For some of the quantity we present the so called compatibility plots. In Unitarity Triangle fits based on a χ2 minimization, a conventional evaluation of compatibility stems automatically from the value of the χ2 at its minimum. The compatibility between constraints in the Bayesian approach is simply done by comparing two different p.d.f.’s.

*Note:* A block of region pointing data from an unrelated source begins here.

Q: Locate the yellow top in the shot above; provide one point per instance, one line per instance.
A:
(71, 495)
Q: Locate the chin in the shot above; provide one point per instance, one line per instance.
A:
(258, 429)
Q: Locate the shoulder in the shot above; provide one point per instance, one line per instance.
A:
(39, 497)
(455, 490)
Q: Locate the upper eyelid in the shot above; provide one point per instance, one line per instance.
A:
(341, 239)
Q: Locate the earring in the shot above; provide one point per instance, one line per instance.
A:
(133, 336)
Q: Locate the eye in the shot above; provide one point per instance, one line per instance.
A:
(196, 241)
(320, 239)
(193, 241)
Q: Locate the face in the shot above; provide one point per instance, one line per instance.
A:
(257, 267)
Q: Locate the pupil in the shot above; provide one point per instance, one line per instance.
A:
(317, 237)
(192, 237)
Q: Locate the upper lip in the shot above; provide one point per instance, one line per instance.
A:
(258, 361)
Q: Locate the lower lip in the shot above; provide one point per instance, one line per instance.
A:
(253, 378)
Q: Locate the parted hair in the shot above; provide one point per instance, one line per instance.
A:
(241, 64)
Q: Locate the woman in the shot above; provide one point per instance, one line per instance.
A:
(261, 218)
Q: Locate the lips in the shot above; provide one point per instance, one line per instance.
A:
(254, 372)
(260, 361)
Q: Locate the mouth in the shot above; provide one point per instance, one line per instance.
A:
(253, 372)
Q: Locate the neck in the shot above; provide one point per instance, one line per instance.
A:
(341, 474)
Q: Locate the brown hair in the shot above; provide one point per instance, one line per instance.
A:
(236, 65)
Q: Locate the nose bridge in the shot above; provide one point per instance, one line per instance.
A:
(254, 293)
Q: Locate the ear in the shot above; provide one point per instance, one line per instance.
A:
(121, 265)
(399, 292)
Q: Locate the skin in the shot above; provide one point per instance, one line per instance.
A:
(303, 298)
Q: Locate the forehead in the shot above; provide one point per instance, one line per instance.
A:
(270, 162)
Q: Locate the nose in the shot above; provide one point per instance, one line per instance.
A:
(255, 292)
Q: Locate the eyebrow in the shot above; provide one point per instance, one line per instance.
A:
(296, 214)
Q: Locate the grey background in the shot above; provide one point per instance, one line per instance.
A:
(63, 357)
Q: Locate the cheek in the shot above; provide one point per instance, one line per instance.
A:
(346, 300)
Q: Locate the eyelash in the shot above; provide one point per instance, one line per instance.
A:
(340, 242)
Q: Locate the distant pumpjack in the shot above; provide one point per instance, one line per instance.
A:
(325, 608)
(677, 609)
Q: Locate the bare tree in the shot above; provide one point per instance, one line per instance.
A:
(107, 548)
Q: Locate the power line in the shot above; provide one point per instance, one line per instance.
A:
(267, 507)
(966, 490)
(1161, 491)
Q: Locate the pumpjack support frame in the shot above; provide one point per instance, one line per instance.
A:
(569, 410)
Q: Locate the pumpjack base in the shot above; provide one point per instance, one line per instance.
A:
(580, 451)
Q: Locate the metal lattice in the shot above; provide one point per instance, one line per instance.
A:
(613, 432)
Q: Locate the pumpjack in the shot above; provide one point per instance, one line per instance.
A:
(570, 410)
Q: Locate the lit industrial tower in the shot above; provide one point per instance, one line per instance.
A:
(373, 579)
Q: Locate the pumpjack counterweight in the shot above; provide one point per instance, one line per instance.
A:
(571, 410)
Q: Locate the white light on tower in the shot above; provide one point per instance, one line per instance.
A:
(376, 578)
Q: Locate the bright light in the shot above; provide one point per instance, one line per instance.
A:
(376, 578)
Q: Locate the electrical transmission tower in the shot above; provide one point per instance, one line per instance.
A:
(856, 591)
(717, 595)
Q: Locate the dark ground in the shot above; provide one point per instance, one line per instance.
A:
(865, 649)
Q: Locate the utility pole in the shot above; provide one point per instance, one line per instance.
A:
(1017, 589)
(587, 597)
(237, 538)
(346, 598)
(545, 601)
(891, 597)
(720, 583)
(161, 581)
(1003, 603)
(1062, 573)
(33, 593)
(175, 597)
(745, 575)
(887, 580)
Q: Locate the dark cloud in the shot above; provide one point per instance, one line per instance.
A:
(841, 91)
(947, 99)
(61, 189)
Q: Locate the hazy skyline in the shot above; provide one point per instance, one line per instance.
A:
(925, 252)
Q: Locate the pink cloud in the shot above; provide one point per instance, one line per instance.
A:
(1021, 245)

Let us consider, for instance, two p.d.f.’s for a given quantity obtained from the Unitarity Triangle fit, f(x1), and from a direct measurement, f(x2): their compatibility is evaluated by constructing the p.d.f. of the difference variable, x2 − x1, and by estimating the distance of the most probable value from zero in units of standard deviations. The latter is done by integrating this p.d.f. between zero and the most probable value and converting it into the equivalent number of standard deviations for a Gaussian distribution 1. The advantage of this approach is that no approximation is made on the shape of p.d.f.’s. In the following analysis, f(x1) is the p.d.f. predicted by the Unitarity Triangle fit while the p.d.f of the measured quantity, f(x2), is taken Gaussian for simplicity. The number of standard deviations between the measured value, ¯x2 ± σ(x2), and the predicted value (distributed according to f(x1)) is plotted as a function of ¯x2 (x-axis) and σ(x2) (y-axis). The compatibility between x1 and x2 can be then directly estimated on the plot, for any central value and error of the measurement of x2.
The color code indicates the compatibility between direct and indirect determinations, given in terms of standard deviations, as a function of the measured value and its experimental uncertainty. The crosses indicate the direct world average measurement values.